I'm too young to even remember 90's, not to talk about earlier days. Maybe it wasn't that much about dope (there was dope way before EPO and the punishment for dope was just a mere slap in the hand, ask Zoetemelk for that) i dunno. Maybe because EPO is a lot stronger than anything before and the responsivity to that actual dope was more important than actual abilities (Rominger, Riis, Ulrich, Indurain)? I dunno much about dopes and I'm not that interested in knowing more.
Obviously the coverage is better - TV, GPS, Computers, radio etc. Now you know who is in the break and you can do the optimalization on catching the break while losing as less energy as you only can. The amount coverage and overall checking of the roads limits the importance of suprise factor. It was 1987 when Roche and Fignon(?) attacked Delgado(?) on a feed zone because there was a narrow bridge just before the feed zone and Delgado or somebody else threatning didn't know about the bridge and was badly positioned? I think I've readed somewhere about that or maybe it's just my imagination. I think that lack of coverage helped Delisle to take the yellow jersey from Van Impe in one of the last stages in Pyrenees and be a very dangerous contender to win overall before having a very bad next day.

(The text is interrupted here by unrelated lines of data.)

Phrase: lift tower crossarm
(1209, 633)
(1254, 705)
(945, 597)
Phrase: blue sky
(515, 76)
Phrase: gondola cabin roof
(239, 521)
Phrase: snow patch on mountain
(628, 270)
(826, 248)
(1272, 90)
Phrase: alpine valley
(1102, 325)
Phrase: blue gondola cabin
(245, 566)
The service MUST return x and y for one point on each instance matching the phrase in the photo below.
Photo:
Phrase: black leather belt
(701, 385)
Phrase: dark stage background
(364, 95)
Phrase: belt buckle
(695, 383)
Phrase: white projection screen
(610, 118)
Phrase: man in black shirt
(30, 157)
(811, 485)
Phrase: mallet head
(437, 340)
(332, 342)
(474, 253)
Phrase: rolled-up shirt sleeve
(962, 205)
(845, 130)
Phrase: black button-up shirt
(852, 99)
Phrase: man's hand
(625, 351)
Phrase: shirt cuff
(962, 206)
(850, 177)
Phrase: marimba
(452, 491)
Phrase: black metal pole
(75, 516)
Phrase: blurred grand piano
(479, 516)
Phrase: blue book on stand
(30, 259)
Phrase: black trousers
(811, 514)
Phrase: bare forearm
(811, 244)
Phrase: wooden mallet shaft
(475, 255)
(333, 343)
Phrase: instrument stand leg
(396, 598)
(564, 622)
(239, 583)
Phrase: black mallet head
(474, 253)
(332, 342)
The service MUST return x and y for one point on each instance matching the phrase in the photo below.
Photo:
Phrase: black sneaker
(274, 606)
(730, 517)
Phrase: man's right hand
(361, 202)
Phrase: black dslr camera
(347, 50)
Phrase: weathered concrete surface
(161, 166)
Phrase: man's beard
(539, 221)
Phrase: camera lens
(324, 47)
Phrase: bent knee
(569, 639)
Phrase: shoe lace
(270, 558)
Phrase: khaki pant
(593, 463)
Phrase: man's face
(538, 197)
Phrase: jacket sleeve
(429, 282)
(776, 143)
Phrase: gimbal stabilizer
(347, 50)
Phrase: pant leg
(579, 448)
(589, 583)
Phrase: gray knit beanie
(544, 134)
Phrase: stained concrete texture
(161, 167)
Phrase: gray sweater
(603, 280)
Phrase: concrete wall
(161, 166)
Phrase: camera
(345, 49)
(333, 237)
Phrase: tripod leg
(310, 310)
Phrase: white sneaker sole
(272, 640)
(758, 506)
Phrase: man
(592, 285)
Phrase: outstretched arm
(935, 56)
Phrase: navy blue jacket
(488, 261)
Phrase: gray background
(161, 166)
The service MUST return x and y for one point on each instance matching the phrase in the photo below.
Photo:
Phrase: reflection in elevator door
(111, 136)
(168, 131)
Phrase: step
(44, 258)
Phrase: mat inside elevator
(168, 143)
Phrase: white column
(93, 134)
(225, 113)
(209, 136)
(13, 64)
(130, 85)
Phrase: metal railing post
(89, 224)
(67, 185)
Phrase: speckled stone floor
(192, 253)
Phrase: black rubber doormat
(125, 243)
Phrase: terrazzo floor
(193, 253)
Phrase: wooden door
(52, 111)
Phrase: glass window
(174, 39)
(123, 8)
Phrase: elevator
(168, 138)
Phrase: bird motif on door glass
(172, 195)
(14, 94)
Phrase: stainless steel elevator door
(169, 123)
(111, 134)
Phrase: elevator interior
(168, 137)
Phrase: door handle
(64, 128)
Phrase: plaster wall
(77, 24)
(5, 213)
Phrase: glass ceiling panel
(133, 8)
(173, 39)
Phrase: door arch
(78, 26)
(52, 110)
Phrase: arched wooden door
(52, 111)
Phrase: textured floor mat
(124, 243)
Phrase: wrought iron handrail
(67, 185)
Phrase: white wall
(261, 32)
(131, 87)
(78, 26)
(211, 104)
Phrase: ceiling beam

There is less or no amount of bonus time you can get thanks to your sprint abilities. There's no way guy like Saronni, de Vlaeminck or Maertens can stack up 3 minutes on the rest of GC before first mountain stage. The roads are better so no wet, muddy, gravel roads in the mountains, less cobbles. maybe the roads are partly the reason why you don't need any extra pounds and why sprinters and flat specialists (Boonen, Benoot, other Belgian PR/RVV specialists, German big guys) lose more time than before? It's just a theory, propably a bad one.
Van Springel, Maertens, Roger de Vlaeminck, Kelly, Anderson. They could somehow fight in GC while being pretty awful in mountains and not that exceptional in TT, and it wasn't because the course favoured them. The Tour's edition where Maertens was top 10 was one of the hardest one in Tour's history. How was it going? Maertens lost only like 5 minutes on l'Alpe d'Huez (no slouch of a climb) while Zoetemelk and freakin' Van Impe were murdering each other. The closest thing I can think of nowadays is Kwiatkowski's 11th place overall in 2013 TdF yet still he lost like 6-7mins to Quintana and Purito on l'Alpe.